8.) Retrieval Augmented Generation (RAG) and Beyond: A Comprehensive Survey on How to Make your LLMs use External Data More Wisely ( paper )
Large language models (LLMs) augmented with external data have demonstrated remarkable capabilities in completing real-world tasks. Techniques for integrating external data into LLMs, such as Retrieval-Augmented Generation (RAG) and fine-tuning, are gaining increasing attention and widespread application. Nonetheless, the effective deployment of data-augmented LLMs across various specialized fields presents substantial challenges. These challenges encompass a wide range of issues, from retrieving relevant data and accurately interpreting user intent to fully harnessing the reasoning capabilities of LLMs for complex tasks. We believe that there is no one-size-fits-all solution for data-augmented LLM applications. In practice, underperformance often arises from a failure to correctly identify the core focus of a task or because the task inherently requires a blend of multiple capabilities that must be disentangled for better resolution. In this survey, we propose a RAG task categorization method, classifying user queries into four levels based on the type of external data required and primary focus of the task: explicit fact queries, implicit fact queries, interpretable rationale queries, and hidden rationale queries. We define these levels of queries, provide relevant datasets, and summarize the key challenges and most effective techniques for addressing these challenges. Finally, we discuss three main forms of integrating external data into LLMs: context, small model, and fine-tuning, highlighting their respective strengths, limitations, and the types of problems they are suited to solve. This work aims to help readers thoroughly understand and decompose the data requirements and key bottlenecks in building LLM applications, offering solutions to the different challenges and serving as a guide to systematically developing such applications.

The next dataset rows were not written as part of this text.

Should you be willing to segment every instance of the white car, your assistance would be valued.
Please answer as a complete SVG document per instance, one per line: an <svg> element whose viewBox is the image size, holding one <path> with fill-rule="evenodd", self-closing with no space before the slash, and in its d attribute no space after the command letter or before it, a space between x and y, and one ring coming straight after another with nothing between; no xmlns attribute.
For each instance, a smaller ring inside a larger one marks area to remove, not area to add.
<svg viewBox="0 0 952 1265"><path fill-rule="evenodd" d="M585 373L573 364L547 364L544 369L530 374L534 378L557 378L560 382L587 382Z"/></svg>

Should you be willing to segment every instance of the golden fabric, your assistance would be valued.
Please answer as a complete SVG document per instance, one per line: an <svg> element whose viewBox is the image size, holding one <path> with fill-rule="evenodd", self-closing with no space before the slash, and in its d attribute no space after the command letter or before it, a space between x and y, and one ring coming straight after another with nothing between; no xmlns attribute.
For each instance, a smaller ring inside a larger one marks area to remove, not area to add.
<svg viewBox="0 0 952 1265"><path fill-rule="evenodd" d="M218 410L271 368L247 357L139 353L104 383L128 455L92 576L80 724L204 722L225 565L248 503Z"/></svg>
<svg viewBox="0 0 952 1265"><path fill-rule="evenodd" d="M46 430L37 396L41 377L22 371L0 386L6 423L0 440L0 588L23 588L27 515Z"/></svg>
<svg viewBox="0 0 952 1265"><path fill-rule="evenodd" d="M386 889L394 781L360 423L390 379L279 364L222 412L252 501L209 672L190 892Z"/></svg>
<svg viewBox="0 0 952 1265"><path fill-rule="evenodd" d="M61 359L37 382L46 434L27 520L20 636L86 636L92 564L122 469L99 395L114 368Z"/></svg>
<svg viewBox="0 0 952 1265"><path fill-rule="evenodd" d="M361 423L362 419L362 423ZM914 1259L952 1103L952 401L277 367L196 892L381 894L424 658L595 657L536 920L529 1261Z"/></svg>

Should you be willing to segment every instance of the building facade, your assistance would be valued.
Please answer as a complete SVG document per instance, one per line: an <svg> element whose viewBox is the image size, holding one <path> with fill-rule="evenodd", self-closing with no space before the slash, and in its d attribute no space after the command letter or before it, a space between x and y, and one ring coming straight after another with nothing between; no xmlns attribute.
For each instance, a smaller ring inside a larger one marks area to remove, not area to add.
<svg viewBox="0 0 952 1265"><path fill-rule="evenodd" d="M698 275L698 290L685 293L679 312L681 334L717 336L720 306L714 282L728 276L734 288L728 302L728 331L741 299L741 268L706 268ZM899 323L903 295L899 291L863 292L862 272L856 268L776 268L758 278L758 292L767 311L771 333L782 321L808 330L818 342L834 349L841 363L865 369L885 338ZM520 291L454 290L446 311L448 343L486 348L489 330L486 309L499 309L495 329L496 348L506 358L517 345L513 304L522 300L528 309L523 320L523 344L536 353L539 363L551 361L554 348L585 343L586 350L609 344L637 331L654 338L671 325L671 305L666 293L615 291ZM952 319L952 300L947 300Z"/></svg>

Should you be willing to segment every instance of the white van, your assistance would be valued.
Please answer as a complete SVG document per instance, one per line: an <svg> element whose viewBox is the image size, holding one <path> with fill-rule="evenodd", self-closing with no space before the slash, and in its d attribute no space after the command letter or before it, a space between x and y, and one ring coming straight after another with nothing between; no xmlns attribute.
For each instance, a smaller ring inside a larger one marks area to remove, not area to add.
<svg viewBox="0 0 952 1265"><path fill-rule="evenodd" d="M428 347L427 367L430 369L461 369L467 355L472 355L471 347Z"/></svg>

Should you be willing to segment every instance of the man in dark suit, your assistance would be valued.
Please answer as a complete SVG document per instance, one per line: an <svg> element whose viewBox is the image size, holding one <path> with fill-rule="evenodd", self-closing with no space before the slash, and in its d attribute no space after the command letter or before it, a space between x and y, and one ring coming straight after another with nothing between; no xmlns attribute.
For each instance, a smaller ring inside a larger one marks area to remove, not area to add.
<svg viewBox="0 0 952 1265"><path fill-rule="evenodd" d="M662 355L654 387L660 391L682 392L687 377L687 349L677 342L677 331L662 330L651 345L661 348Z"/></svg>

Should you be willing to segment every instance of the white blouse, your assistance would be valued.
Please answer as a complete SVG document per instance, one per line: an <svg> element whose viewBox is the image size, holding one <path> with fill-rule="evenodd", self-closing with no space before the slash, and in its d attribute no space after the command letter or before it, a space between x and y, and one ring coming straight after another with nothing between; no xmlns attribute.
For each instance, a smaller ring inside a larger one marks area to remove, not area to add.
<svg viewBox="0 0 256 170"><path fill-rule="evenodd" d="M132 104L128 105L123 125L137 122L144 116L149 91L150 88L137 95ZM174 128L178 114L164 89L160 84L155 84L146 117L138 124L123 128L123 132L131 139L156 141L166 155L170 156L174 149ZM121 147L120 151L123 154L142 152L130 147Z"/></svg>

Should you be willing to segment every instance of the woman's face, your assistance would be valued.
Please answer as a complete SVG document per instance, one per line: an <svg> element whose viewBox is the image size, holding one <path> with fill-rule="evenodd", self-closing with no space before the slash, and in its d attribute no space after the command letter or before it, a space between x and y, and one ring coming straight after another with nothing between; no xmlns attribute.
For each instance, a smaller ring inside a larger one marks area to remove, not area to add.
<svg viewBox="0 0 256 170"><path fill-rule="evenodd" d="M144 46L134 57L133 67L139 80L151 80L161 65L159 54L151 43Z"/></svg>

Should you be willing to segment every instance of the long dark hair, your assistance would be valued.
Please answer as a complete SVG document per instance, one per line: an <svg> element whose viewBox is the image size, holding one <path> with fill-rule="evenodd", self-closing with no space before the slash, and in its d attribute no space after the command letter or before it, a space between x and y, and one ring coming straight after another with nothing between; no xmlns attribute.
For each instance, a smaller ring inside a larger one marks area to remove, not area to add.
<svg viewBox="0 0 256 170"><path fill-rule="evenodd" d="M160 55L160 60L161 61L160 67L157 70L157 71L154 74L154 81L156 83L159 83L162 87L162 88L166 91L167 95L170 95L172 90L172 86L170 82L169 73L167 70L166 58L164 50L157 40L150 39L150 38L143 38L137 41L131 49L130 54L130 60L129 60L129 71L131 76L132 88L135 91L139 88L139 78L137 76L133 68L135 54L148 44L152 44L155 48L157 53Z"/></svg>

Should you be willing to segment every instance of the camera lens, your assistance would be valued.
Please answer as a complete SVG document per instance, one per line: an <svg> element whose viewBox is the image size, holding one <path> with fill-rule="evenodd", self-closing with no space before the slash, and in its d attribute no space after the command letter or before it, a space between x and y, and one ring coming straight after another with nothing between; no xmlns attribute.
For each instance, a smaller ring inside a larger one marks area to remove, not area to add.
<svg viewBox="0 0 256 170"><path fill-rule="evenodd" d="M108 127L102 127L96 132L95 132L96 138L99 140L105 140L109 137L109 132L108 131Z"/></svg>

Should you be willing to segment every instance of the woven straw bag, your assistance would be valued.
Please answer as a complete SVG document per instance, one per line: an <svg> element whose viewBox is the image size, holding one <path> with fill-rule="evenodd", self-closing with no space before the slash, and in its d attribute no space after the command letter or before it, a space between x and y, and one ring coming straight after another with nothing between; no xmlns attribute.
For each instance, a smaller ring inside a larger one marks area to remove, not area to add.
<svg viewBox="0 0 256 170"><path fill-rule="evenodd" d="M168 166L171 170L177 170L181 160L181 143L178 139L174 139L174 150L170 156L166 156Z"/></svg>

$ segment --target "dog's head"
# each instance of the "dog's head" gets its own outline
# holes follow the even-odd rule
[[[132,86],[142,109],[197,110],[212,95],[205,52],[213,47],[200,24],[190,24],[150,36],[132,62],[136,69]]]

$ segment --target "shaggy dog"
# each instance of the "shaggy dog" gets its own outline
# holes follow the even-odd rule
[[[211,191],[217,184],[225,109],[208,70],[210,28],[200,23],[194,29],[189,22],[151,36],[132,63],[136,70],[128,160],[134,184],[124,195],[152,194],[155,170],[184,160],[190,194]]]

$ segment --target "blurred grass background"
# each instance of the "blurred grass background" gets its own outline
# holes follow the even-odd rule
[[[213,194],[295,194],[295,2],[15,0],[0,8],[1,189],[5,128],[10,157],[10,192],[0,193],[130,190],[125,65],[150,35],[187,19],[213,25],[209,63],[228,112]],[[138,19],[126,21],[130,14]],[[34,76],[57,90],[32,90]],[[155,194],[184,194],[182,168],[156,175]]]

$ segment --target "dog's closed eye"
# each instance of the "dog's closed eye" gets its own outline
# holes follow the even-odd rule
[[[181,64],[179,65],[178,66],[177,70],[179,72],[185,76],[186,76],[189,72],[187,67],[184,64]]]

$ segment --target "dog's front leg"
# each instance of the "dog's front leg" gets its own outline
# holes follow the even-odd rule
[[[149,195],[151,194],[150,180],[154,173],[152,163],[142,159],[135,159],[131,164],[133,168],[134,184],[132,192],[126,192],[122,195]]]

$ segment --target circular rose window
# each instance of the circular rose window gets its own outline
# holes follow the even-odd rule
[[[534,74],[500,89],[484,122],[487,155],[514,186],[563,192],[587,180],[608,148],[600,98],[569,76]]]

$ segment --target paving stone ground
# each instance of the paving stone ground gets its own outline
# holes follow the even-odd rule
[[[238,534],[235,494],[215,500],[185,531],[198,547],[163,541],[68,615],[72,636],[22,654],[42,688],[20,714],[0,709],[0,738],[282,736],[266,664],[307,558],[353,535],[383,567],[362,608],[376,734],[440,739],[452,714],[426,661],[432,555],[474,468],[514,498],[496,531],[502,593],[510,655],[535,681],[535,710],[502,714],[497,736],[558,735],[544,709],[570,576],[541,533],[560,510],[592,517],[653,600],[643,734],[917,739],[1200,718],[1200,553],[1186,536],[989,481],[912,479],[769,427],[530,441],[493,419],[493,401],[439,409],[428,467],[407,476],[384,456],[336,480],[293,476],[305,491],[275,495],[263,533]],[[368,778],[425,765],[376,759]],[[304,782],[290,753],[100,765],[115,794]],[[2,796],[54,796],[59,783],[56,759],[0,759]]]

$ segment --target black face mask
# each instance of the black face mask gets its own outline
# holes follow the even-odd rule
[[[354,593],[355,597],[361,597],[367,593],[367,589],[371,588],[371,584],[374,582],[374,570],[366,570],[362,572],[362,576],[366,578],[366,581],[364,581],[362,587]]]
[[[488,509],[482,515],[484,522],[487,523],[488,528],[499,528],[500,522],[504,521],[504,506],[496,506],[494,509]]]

9.) Molmo and PixMo: Open Weights and Open Data for State-of-the-Art Multimodal Models ( webpage | paper )
Today's most advanced multimodal models remain proprietary. The strongest open-weight models rely heavily on synthetic data from proprietary VLMs to achieve good performance, effectively distilling these closed models into open ones. As a result, the community is still missing foundational knowledge about how to build performant VLMs from scratch. We present Molmo, a new family of VLMs that are state-of-the-art in their class of openness. Our key innovation is a novel, highly detailed image caption dataset collected entirely from human annotators using speech-based descriptions. To enable a wide array of user interactions, we also introduce a diverse dataset mixture for fine-tuning that includes in-the-wild Q&A and innovative 2D pointing data. The success of our approach relies on careful choices for the model architecture details, a well-tuned training pipeline, and, most critically, the quality of our newly collected datasets, all of which will be released. The best-in-class 72B model within the Molmo family not only outperforms others in the class of open weight and data models but also compares favorably against proprietary systems like GPT-4o, Claude 3.5, and Gemini 1.5 on both academic benchmarks and human evaluation.
10.) Gen2Act: Human Video Generation in Novel Scenarios enables Generalizable Robot Manipulation ( webpage | paper )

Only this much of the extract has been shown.